La Tragedia de Heysel fue una avalancha humana ocurrida el 29 de mayo de 1985 en el Estadio de Heysel de Bruselas, Bélgica, durante los prolegómenos de la final de la Copa de Europa 1984-85, que debían disputar la Juventus de Turín y el Liverpool. Murieron 39 aficionados —la mayoría italianos, seguidores de la Juventus— y 600 resultaron heridos de diversa consideración.

El desastre se produjo cuando seguidores radicales del Liverpool, situados en una zona contigua a la de los aficionados de la Juventus, cargaron contra ellos. La estampida resultante empujó a cientos de personas contra un muro perimetral y contra las vallas que separaban la grada del terreno de juego. Las vallas, fijas y sin salidas de emergencia, convirtieron la zona en una trampa mortal: la mayoría de las víctimas falleció por asfixia o aplastamiento.

A pesar de la gravedad de los hechos, el partido se disputó con una hora y veinticinco minutos de retraso, por decisión de las autoridades belgas, ante el temor de que la suspensión provocara consecuencias aún peores. La Juventus ganó 1-0 con gol de penal de Michel Platini. El estadio no volvió a albergar fútbol tras la tragedia y décadas después fue reconstruido con el nombre de Estadio Rey Balduino.

La UEFA impuso una sanción sin precedentes: suspendió por cinco años a todos los clubes ingleses de toda competición europea, con castigo agravado para el Liverpool, aunque la pena de este último fue reducida posteriormente. La tragedia de Heysel marcó un antes y un después en la seguridad de los estadios europeos y en la percepción pública del fenómeno de los hooligans.

2. Contexto y antecedentes[editar]

2.1. Dos modelos de fútbol[editar]

La final de la Copa de Europa 1984-85 generó una enorme expectativa porque enfrentaba a los dos clubes considerados los mejores del continente en ese momento.

El Liverpool llegaba como vigente campeón de la Copa de Europa, título que había conquistado en Roma un año antes.

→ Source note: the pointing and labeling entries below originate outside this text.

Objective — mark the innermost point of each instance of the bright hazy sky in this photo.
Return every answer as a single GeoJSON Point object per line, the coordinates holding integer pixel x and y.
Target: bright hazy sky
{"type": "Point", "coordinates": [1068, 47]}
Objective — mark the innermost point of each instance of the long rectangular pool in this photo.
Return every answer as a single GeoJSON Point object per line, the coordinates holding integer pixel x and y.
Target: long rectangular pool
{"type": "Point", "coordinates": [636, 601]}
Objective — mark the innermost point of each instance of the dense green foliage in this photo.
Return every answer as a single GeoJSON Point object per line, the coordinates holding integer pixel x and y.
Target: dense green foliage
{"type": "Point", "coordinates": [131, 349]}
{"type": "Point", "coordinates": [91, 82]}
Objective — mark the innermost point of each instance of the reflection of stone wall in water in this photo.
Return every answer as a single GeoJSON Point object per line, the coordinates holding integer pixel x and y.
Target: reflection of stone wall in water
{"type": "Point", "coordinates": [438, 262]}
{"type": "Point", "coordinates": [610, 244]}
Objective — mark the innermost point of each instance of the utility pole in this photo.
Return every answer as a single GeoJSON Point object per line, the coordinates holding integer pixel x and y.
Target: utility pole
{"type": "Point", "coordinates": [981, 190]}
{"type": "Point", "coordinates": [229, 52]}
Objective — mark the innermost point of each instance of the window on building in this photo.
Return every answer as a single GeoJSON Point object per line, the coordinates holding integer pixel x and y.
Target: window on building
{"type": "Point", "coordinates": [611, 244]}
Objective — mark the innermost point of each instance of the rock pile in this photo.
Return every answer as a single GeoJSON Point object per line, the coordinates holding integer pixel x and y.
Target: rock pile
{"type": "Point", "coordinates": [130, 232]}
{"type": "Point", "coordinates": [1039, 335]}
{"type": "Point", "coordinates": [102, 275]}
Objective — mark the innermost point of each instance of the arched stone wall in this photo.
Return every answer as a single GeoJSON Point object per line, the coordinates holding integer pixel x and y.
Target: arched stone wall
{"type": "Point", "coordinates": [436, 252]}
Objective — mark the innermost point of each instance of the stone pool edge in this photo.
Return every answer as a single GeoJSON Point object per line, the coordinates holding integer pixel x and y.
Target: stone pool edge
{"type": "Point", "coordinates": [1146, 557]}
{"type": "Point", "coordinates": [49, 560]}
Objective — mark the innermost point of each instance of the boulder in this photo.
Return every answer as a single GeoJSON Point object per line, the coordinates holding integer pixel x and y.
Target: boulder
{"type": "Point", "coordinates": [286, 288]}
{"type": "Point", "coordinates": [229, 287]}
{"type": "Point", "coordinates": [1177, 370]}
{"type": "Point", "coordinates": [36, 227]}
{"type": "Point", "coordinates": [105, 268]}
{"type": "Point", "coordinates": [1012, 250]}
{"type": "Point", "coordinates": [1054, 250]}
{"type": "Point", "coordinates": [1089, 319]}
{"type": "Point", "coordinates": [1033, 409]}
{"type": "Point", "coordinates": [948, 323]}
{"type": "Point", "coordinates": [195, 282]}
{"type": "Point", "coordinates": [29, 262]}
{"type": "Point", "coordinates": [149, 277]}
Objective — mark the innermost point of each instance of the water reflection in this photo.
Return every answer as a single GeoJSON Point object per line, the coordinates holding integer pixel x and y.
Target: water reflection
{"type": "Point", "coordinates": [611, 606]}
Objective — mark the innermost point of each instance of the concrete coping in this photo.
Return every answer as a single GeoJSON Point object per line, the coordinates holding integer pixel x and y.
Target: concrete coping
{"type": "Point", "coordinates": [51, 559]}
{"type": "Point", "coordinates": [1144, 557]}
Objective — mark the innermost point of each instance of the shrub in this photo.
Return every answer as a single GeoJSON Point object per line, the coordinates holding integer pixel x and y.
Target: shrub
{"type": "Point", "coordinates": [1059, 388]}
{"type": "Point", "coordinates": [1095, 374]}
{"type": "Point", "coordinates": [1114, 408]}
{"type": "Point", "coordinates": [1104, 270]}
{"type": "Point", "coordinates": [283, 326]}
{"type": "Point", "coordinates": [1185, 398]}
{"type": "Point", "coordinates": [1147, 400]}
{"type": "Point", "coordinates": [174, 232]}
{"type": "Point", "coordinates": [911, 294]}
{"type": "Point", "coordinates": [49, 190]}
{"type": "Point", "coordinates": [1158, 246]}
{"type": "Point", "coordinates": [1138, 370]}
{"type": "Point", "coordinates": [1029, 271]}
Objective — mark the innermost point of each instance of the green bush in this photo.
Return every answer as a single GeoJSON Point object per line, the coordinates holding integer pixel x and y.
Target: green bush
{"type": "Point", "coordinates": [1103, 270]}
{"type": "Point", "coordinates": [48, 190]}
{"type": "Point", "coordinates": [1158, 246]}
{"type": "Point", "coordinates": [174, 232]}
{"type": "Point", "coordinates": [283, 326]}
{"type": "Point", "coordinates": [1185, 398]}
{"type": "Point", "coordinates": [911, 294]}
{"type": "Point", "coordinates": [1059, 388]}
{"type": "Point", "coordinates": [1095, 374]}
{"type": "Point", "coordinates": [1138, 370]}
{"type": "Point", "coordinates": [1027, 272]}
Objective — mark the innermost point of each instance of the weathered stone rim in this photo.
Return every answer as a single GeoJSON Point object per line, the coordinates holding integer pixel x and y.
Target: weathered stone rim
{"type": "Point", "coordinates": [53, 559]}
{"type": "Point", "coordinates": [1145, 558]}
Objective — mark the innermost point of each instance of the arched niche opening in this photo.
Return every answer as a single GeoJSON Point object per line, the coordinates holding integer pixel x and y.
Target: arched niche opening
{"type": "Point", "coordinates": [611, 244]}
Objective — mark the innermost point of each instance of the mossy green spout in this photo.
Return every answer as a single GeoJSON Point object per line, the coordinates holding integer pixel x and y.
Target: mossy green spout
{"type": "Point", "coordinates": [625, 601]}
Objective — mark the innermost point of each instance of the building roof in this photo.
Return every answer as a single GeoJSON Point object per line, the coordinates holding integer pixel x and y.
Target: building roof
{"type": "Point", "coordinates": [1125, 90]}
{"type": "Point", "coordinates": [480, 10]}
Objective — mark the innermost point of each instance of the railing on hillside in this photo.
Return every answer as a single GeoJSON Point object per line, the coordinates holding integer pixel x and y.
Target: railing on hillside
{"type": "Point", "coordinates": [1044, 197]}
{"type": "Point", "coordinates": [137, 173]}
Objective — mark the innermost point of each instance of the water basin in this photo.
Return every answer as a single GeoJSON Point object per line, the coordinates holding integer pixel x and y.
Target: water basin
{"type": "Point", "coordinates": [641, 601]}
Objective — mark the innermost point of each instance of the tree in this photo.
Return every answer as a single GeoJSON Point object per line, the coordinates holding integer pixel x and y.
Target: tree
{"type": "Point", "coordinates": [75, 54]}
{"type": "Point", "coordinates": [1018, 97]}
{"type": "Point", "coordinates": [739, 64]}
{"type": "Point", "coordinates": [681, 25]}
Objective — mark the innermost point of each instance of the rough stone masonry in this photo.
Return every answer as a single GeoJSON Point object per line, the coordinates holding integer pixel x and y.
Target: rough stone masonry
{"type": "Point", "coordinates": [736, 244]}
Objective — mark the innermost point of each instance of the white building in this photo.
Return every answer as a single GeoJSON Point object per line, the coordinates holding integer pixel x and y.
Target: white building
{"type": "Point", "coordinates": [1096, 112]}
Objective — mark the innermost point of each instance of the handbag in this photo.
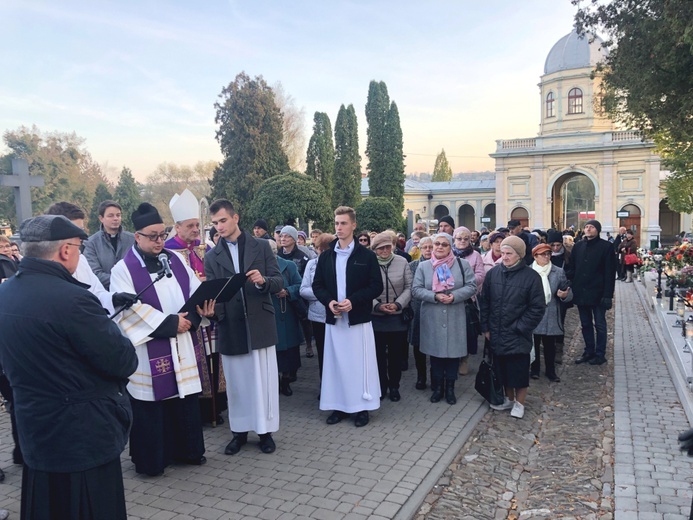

La Juventus, por su parte, llegaba como vigente campeona e invicta de la Recopa de Europa de la temporada anterior. Su plantel incluía a varios integrantes de la selección italiana campeona del mundo en 1982 y al francés Michel Platini, quien acababa de guiar a Francia a la conquista de la Eurocopa 1984.

Además, ambos clubes ya se habían enfrentado en enero de ese año en la final de la Supercopa de Europa. La Juventus se impuso en partido único gracias a un acuerdo entre las directivas. Ese antecedente dejó en jugadores y aficionados del Liverpool un ánimo de revancha, alimentado por la idea de demostrar la supremacía del fútbol inglés.

2.2. Inglaterra contra Italia[editar]

La final fue interpretada por buena parte de la prensa europea como un duelo entre el fútbol inglés y el italiano. El fútbol inglés dominaba entonces el panorama continental: los clubes ingleses habían ganado siete de las ocho últimas Copas de Europa. El fútbol italiano, en cambio, estaba en plena expansión tras el triunfo de Italia en el Mundial de España 1982 y la consolidación de la Liga italiana como destino de grandes figuras. La final de Heysel se presentó, así, como una disputa por la hegemonía del fútbol europeo.

2.3. La sombra de Roma 1984[editar]

La final europea de la temporada anterior, disputada en Roma, enfrentó al Liverpool y a la AS Roma. El Liverpool ganó en tanda de penales, pero muchos aficionados ingleses sufrieron agresiones antes y después del partido por parte de seguidores romanistas, que eran abrumadora mayoría al jugarse la final en su ciudad. En los días previos a Heysel, algunos medios sensacionalistas británicos recordaron aquel episodio, lo que exasperó aún más el ánimo de la afición inglesa frente a los italianos.

2.4. El fenómeno hooligan y ultra[editar]

En 1985, el extremismo en el fútbol inglés vivía un momento de apogeo. Habían surgido grupos de hooligans que aprovechaban el anonimato de las grandes masas en los estadios para consumir alcohol, exhibir símbolos de extrema derecha y protagonizar actos de vandalismo, tanto dentro como fuera de los recintos. El fenómeno se había extendido por Europa, y en Italia había arraigado con fuerza bajo el nombre de ultras.

La final de Heysel fue vista por muchos de estos grupos no solo como un partido de fútbol, sino como un choque entre hooligans ingleses y ultras italianos. Esa lógica de enfrentamiento entre bandas contribuyó a transformar el ambiente del estadio en un polvorín.

2.5. La tragedia de Valley Parade[editar]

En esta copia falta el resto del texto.